If you’re looking for a puzzle game, the bundle includes the tightly wound chemistry puzzle and Indiecade 2013 finalist, Sokobond. For something more minimalist, there’s Polyphonic LP’s music puzzle app, Resynth, and for sheer cosmic elegance, you might try Ari Velasquez’ Astronomia.
‘Being from Australia as well puts this into a bit of sharper relief – we live on colonised lands; the fight here for sovereignty is linked to the fight for Palestine. To pretend otherwise just feels wrong.’
Max Myers
Mini Metro, from Auckland-based studio Dino Polo Club, won Best Audio as well as three other nominations in 2016, and an honourable mention for Best Debut at the GDC Awards; it’s a stylish, visually pared back puzzle game that tasks the player with designing subway layouts for a rapidly expanding city.
Blending challenge with rich narrative, Limiter by Sydney-based developer Alex Knowles gives the player a unique narrative view into the perspective of a fictional AI, who interprets the world through puzzles. Players after a real challenge could try Hacknet, by lauded Australian designer Matt Trobbiani. Hacknet is an immersive, terminal-based hacking simulator that puts the player in the position of hacker and investigator, as you follow the instructions of a recently deceased hacker, whose death may not have been the accident the media reports.
If you’re looking for an eerie, ambient exploration game, Daniel Linssen’s Sandstorm would be perfect for you. By contrast, if you want something totally silly, Eatvolve is a ridiculous platforming adventure where you guide a lowly worm through ridiculous evolutions by eating other creatures and taking on their traits, and Crawl Space lets you go on an adventure as a six-legged spider.
Melbourne-based game developer Max Myers contributed Paint Game to the bundle, an explorable colouring book that rekindles that feeling of chaos and creativity that comes from being a kid with new crayons.

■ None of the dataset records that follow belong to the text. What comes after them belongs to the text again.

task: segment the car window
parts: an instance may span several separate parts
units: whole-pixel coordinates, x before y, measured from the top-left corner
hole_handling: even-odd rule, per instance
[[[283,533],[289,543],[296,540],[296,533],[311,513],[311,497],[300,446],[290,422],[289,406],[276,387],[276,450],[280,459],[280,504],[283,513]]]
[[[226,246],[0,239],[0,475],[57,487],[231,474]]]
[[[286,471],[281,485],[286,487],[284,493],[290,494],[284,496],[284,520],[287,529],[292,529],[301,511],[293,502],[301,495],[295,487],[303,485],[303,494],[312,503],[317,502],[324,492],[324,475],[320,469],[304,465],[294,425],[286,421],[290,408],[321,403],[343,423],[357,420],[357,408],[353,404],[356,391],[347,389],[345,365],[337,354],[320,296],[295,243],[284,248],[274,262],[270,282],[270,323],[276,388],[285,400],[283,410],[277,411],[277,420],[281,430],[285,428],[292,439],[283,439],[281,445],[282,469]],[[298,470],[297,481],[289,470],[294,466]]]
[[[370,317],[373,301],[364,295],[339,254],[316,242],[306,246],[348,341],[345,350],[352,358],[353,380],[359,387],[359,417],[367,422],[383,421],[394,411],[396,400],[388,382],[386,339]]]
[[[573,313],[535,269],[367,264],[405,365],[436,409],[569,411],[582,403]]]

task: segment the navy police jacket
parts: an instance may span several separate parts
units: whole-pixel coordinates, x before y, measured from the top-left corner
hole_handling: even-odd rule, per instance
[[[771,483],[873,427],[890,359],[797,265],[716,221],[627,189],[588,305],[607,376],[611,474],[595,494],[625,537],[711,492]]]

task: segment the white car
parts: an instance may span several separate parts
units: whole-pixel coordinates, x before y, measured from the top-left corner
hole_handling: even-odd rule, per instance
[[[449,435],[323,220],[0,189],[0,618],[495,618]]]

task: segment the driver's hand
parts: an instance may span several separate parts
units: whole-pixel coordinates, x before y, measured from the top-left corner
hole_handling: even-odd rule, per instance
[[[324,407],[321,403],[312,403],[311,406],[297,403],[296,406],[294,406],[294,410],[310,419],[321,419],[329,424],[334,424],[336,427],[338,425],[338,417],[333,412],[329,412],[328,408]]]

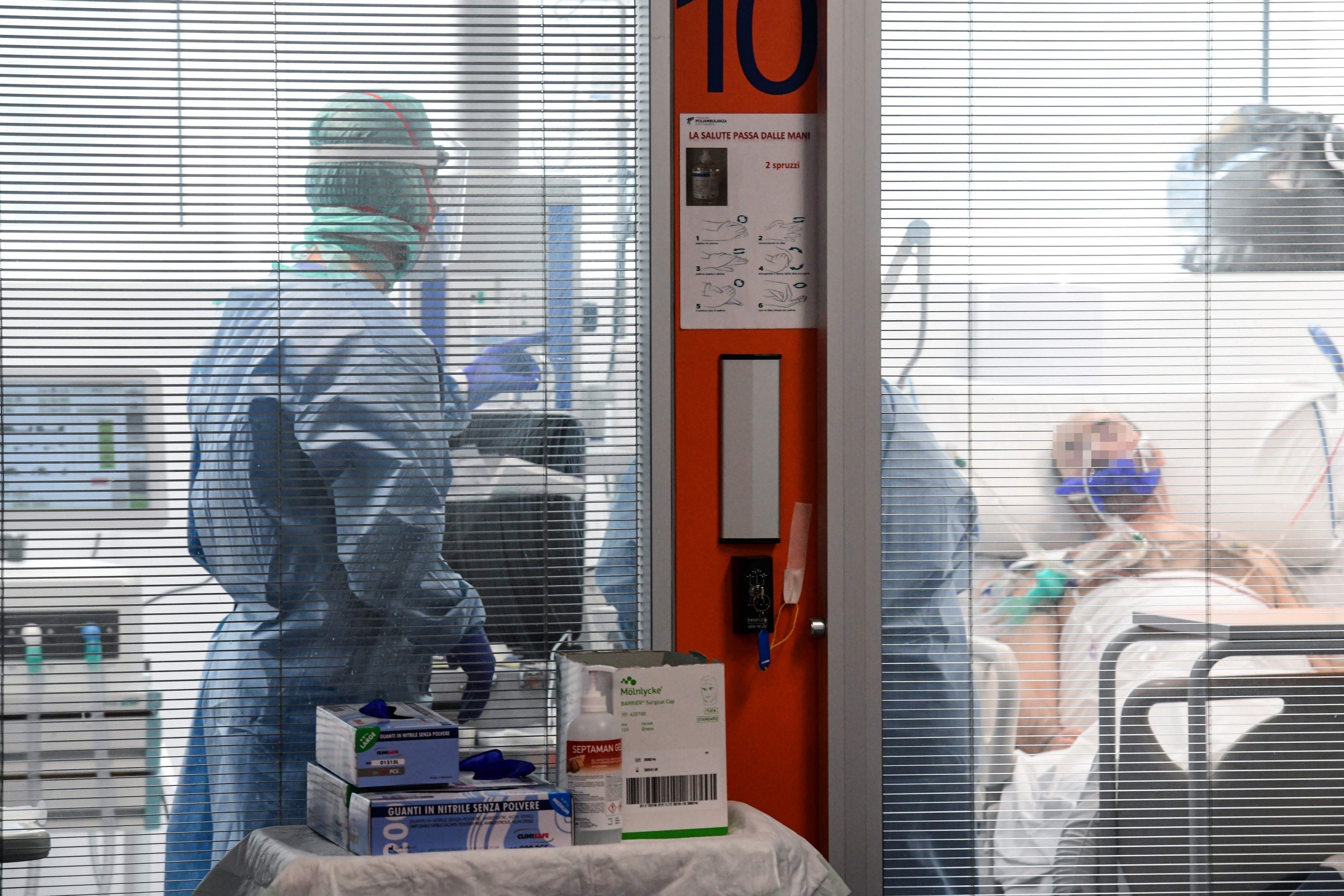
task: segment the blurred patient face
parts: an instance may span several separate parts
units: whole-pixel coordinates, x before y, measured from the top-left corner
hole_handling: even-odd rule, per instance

For Myers, being part of this bundle was his way of ‘helping push back against the colonial project across the world, and being loudly in support of Palestine, raising money and calling out the evil, and violence of Israel’s colonialism.
He draws a clear line between the colonial violence of Israel and the settler-colonialism that Indigenous people face in this country: ‘Being from Australia as well puts this into a bit of sharper relief – we live on colonised lands; the fight here for sovereignty is linked to the fight for Palestine. To pretend otherwise just feels wrong.’
Maize Wallin contributed music to Paint Game, Draknek & Friends’ Cosmic Express (Draknek also contributed wholesome puzzler A Good Snowman Is Hard To Build), a puzzle game about planning the train route for the world’s most awkward space colony. They also worked on the audio for Team Loveshack’s award-winning FRAMED Collection, which is included here, and which Hideo Kojima described as his 2014 game of the year.
A long-time believer in art as activism, Wallin organised itch’s #resistjam in 2016. They were proud that their work can contribute to an important cause: ‘I have long believed that the games industry is not pulling its weight, when it comes to activism. But this proves that we CAN do it.’
There’s also plenty to play with friends: _________ (What Even Is That Thing?) is an experimental team game about perception and keyboard spamming.
As well as these digital offerings, the bundle includes some local tabletop games, including award-winning experimental TTRPG designer Aaron Lim’s latest game An Altogether Different River. The bundle also includes Diàn Xīn (电心) Electric Heart, a Cyberpunk TTRPG by Melbourne-based designer Alison Huang, alongside her GMless relationship-driven game, The Bonds that Tie Us, as well as another GMless TTRPG, Compromise//Empire by Swamp Hen.
The range of local games is indicative of the immense creative output that these indie communities are capable of, as well as the huge artistic territory that the term ‘games’ covers now. It is indies and artistic game developers who are pushing these boundaries, often for little financial compensation, or in their own spare time. Moreover, it’s expressive of the level of care that goes into making indie and artistic games; what’s showcased here is not just artistic merit, but also real community care.
The Indie Bundle for Palestinian Aid is available for $5 until the end of the week.